Zawsze razem. Na zawsze razem.

strona główna > codziennik > PSYCHE  ||  mopsy  > kumokmiszur > czuczu

 

 

Pogodziłam się z odejściem Kumoka, spokojna i pewna, że moje ukochane mopsie dziecko przeżyło swoje życie od początku do końca, w najlepszy możliwy sposób. Nadal tęsknię, nadal zdarza mi się zapłakać, ale już nie z rozpaczy, tylko ze wzruszenia, z miłości, z wdzięczności, ze wspomnień. 

Od 1,5 roku śpię z jej prochami pod poduszką. Dziwne? Nie, to dla mnie tak naturalne jak fakt, że gadam z nią każdego dnia, że jest nieustannie obecna w naszym życiu – w zwykłych codziennych rozmowach i wspomnieniach, że towarzyszy nam w wychowaniu Czuczu i dbaniu o Miszurka, że gramy dla niej na bębnie i drumli, że po prostu jest. Nadal jest, choć pod inną postacią, w odmiennym stanie skupienia ducha i materii. Jest mnóstwo znaków, które nauczyłam się czytać, mnóstwo przedziwnych połączeń i koincydencji. Zaświat istnieje.

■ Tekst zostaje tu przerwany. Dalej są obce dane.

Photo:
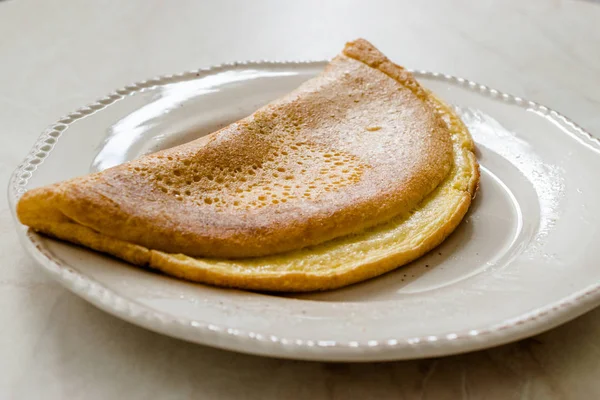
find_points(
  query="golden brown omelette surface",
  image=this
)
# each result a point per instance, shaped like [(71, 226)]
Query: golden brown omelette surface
[(358, 146)]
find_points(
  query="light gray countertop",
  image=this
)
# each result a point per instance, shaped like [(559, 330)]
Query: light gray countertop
[(58, 55)]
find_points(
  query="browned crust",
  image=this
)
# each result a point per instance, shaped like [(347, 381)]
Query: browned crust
[(106, 202)]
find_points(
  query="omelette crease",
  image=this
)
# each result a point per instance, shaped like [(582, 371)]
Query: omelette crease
[(355, 173)]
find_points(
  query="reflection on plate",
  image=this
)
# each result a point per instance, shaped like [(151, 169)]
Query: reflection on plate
[(523, 260)]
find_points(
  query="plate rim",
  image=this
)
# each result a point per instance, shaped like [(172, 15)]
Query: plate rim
[(526, 324)]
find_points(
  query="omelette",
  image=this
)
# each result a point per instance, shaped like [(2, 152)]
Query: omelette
[(358, 171)]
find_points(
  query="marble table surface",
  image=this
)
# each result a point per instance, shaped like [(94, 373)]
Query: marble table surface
[(57, 55)]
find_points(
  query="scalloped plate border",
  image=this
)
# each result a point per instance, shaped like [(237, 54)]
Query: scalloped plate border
[(264, 344)]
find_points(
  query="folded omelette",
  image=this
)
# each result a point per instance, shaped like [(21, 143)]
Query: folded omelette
[(356, 172)]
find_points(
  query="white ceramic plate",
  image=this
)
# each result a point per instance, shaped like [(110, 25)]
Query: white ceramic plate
[(524, 260)]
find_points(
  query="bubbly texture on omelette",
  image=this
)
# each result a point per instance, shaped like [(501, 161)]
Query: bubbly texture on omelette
[(273, 201)]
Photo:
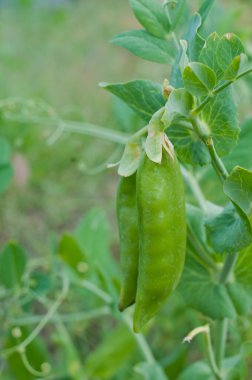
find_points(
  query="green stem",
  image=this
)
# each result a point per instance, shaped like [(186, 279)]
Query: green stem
[(141, 341), (199, 249), (211, 357), (216, 161), (204, 135), (220, 340), (87, 129), (228, 267), (174, 37), (194, 186)]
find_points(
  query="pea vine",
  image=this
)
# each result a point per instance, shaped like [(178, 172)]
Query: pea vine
[(195, 109)]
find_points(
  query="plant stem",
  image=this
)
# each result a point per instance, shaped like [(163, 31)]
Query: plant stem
[(141, 341), (220, 340), (199, 249), (211, 357), (228, 267), (216, 161), (204, 135), (194, 186), (174, 37), (87, 129)]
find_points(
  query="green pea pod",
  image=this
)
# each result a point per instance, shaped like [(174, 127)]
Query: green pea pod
[(129, 239), (162, 222)]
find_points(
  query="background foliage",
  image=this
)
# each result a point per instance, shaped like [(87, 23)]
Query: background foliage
[(60, 199)]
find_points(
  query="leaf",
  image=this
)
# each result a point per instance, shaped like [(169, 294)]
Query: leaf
[(71, 254), (229, 47), (240, 297), (205, 9), (203, 293), (12, 265), (189, 148), (177, 10), (229, 231), (105, 361), (130, 159), (155, 138), (150, 371), (6, 174), (36, 352), (236, 67), (199, 79), (150, 14), (40, 282), (144, 45), (241, 154), (243, 269), (179, 103), (195, 219), (199, 370), (238, 187), (220, 117), (93, 236), (208, 54), (143, 96)]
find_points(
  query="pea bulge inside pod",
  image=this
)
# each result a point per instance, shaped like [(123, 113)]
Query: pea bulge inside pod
[(162, 234)]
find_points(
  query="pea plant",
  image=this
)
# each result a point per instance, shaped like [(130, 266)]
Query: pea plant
[(192, 116), (183, 202)]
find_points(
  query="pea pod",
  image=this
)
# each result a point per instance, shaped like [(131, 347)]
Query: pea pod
[(129, 239), (162, 234)]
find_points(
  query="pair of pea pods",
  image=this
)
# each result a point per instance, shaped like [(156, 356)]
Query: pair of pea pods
[(152, 228)]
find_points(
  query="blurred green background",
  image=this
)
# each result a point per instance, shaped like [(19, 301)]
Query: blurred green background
[(55, 53), (58, 52)]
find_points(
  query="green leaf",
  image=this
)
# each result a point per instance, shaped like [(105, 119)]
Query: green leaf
[(229, 231), (199, 79), (180, 103), (205, 9), (150, 371), (229, 47), (208, 54), (105, 361), (189, 148), (240, 297), (150, 14), (203, 293), (130, 159), (198, 370), (40, 282), (12, 265), (93, 236), (236, 67), (36, 353), (196, 221), (143, 96), (155, 138), (177, 10), (71, 254), (6, 174), (220, 116), (238, 187), (144, 45)]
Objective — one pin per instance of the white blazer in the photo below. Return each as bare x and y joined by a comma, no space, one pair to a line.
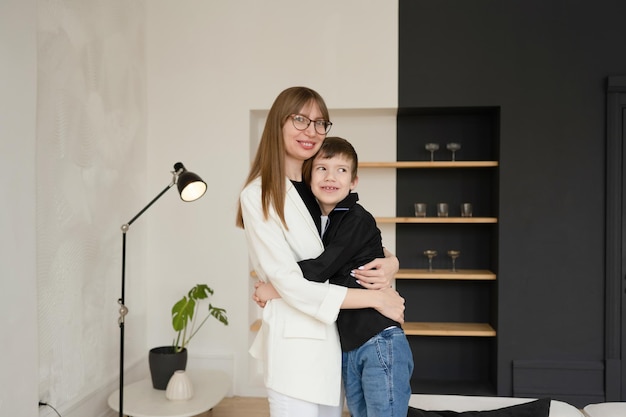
298,341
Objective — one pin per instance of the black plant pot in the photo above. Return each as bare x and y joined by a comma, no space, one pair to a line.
164,361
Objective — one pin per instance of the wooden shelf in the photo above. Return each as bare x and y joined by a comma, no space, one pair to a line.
448,329
436,219
429,164
460,274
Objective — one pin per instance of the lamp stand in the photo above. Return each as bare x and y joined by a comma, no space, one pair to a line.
123,310
190,188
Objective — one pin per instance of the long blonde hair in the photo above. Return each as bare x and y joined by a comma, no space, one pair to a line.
269,162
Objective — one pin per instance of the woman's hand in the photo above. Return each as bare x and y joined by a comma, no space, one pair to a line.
264,291
391,304
378,273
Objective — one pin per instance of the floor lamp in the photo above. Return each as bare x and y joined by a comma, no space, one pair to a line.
190,187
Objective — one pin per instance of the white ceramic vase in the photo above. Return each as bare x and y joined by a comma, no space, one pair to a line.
179,387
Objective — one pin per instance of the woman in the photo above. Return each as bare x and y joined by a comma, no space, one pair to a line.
298,341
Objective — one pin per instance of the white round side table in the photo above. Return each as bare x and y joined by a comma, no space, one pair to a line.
141,400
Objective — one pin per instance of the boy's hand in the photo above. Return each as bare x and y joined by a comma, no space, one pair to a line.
263,292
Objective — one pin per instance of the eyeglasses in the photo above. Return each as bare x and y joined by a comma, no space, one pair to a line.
301,122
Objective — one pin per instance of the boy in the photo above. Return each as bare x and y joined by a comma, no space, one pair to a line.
377,362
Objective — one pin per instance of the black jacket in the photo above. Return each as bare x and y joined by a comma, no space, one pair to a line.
352,239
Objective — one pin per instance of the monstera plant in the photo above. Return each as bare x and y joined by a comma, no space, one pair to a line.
188,316
185,320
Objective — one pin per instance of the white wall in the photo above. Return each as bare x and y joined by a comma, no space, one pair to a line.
209,65
18,293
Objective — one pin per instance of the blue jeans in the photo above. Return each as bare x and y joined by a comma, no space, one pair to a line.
377,376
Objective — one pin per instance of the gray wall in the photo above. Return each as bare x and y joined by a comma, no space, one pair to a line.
545,64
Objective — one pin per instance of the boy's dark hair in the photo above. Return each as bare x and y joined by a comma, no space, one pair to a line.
332,146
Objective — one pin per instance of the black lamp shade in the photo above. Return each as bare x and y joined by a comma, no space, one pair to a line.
190,186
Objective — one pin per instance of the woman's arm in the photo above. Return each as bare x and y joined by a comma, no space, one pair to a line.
387,301
273,252
378,273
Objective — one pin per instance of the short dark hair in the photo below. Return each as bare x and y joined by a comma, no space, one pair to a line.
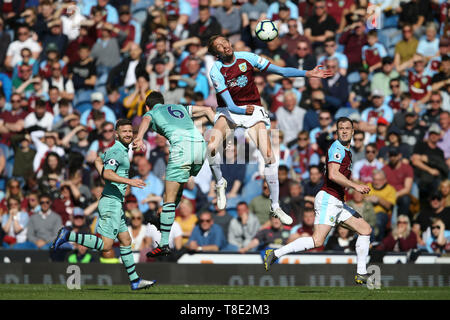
343,119
153,99
211,40
121,122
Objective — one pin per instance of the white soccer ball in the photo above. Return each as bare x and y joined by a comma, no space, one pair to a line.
266,30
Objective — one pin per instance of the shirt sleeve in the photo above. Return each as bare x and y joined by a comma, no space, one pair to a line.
110,160
336,154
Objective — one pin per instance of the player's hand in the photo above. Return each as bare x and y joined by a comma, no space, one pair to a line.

Od kilku miesięcy Kumok śni mi się każdej nocy i jest w tych snach taka, jak za życia: ot, po prostu sobie łazi, mędzi, awanturuje się, rozrabia. Budzę się spokojna i szczęśliwa.

Nie proszę nikogo, by mi uwierzył, bo nikomu nic do tego. Mało wiemy o rzeczywistości, a ja zawsze byłam trochę wiedźmą. Teraz nawet bardziej niż trochę. W tym tkwi moja siła.

 

Kilka miesięcy temu napisałam na blogu:

Są osoby, bliskie lub dalsze, które z troski o mnie pytają, dlaczego zamieniam mojego bloga i kanały social media w jakąś „księgę pamiątkową ku czci Kumoka” oraz że „czas wrócić do żywych, bo martwi poczekają”

I teraz nie wiem, jak mam im pokrótce wytłumaczyć to, że brak mopsiej powłoki cielesnej – tu na Ziemi – w niczym nie zmienia mojej więzi z Kumokiem oraz naszej codziennej relacji i porozumienia, nieustannej obecności i wymiany energii.

Chociaż wciąż płaczę z tęsknoty za jej kochanym, ciepłym i miękkim ciałkiem, które mogłam tulić i tarmosić, to i tak mocno czuję nieustanną energetyczną obecność Kumoka całym sercem, całą sobą i całym moim jestestwem – i nie są to moje wspomnienia, pobożne życzenia czy wizualizacje.

Trzeba po prostu nastroić się na odpowiednią częstotliwość i chłonąć tę energię, która otacza mnie niczym złoty życiodajny kokon…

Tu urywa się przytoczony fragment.